Flax checkpoint with float16 dtype outputs nan

#21
by gigant - opened

Hello,

The Flax version of this T5 checkpoint with float16 dtype outputs exclusively nan. In float32 it works.

To reproduce the error:

from transformers import T5Tokenizer, FlaxT5ForConditionalGeneration

tokenizer = T5Tokenizer.from_pretrained("google/flan-t5-base")
model = FlaxT5ForConditionalGeneration.from_pretrained("google/flan-t5-base", dtype="float16")

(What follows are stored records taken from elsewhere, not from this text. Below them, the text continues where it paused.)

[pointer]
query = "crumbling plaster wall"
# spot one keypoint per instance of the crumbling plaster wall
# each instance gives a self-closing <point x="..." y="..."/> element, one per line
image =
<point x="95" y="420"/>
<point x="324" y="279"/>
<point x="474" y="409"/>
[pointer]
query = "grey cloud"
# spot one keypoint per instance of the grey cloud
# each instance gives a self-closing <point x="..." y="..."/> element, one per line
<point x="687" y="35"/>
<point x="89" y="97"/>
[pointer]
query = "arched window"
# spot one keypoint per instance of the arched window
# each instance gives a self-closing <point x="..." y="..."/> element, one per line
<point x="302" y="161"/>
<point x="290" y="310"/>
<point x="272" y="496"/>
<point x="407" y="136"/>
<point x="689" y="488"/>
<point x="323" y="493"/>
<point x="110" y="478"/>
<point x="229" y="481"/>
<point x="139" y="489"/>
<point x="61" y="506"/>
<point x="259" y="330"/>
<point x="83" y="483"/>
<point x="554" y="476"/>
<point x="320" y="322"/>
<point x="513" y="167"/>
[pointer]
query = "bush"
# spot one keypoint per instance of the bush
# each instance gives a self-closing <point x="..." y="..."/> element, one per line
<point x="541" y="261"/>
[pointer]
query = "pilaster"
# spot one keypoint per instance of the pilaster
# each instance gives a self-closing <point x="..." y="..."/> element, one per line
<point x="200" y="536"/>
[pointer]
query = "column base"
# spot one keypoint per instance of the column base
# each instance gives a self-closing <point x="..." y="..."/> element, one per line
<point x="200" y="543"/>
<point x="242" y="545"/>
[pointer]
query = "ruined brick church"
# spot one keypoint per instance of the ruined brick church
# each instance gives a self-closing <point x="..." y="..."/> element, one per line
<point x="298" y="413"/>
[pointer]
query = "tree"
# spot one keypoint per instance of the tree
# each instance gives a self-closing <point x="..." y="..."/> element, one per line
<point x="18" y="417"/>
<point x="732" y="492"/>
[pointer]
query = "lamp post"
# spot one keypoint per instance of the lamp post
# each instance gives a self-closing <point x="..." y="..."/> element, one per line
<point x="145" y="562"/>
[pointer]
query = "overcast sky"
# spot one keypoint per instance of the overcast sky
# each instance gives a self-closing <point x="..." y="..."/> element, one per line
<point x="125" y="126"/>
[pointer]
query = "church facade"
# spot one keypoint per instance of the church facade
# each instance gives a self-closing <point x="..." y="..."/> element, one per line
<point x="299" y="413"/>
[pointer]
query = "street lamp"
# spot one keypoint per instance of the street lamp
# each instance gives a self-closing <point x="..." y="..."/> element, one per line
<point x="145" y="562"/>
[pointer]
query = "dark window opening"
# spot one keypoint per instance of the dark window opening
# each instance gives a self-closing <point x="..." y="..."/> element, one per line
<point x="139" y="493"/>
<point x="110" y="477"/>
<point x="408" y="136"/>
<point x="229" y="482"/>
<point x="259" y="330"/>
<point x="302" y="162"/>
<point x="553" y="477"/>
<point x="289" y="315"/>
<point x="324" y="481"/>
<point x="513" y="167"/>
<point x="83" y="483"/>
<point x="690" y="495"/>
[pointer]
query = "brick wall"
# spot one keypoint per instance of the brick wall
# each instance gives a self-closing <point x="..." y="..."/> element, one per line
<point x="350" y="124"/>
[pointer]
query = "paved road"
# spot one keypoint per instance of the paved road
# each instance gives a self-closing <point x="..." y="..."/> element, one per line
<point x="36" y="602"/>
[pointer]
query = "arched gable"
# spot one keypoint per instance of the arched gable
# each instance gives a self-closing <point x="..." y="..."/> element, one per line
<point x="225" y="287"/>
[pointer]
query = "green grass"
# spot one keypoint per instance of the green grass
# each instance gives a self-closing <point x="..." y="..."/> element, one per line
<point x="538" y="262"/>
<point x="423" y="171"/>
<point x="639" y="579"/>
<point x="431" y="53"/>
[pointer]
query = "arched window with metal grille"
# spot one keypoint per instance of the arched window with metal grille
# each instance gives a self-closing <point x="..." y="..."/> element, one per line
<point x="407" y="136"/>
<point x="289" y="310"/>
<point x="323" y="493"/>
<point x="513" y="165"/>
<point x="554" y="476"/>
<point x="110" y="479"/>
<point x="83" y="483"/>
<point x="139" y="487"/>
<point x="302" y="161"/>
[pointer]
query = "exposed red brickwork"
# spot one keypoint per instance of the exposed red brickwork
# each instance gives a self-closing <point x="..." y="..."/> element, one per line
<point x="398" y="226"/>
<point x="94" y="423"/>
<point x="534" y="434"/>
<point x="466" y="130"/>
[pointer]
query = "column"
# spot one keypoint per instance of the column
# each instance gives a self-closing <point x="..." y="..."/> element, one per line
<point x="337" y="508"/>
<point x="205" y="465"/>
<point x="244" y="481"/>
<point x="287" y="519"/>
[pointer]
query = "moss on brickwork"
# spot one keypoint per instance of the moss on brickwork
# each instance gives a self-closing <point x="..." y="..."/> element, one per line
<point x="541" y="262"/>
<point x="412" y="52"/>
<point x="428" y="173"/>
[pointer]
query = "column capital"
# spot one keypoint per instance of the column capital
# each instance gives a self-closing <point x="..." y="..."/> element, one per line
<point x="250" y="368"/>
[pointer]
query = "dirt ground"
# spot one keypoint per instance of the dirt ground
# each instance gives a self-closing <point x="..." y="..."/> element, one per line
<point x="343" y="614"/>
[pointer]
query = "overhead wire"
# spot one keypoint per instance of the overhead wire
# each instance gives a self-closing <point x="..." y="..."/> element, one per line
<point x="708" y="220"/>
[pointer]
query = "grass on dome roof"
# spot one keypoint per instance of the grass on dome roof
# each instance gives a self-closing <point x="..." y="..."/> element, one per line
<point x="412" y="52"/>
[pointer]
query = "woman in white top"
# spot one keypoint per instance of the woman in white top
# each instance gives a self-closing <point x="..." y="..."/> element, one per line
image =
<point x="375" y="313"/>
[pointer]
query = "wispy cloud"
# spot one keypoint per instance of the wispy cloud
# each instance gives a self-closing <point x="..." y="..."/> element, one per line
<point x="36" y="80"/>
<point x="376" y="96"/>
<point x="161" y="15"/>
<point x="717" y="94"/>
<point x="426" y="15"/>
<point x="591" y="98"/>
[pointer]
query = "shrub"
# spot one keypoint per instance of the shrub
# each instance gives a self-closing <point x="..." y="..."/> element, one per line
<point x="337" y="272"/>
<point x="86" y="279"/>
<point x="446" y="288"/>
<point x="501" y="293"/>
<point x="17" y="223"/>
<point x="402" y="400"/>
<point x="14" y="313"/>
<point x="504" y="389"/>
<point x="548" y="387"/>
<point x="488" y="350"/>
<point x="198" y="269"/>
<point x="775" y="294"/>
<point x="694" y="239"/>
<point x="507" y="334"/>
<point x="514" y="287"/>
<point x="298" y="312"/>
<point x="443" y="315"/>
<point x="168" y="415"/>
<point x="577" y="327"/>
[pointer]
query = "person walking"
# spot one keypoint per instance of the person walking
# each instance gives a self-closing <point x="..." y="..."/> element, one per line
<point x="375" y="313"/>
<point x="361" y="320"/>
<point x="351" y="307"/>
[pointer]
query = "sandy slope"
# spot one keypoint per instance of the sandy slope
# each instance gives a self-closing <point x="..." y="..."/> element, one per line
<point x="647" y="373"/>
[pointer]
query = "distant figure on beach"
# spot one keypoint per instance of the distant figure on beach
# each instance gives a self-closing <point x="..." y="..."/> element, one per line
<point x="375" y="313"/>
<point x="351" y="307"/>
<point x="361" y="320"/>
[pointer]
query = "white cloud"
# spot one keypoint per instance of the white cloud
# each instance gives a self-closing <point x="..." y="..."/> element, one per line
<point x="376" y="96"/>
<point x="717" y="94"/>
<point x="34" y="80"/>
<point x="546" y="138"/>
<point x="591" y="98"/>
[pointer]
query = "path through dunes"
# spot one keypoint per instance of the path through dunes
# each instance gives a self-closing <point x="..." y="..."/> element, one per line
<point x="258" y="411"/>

model_module = __import__(model.__module__, fromlist=["shift_tokens_tight"])
shift_tokens_right_fn = getattr(model_module, "shift_tokens_right")

pad_token_id=model.config.pad_token_id
decoder_start_token_id=model.config.decoder_start_token_id


input_text = "translate English to German: How old are you?"

input_ids = tokenizer(input_text, return_tensors="np")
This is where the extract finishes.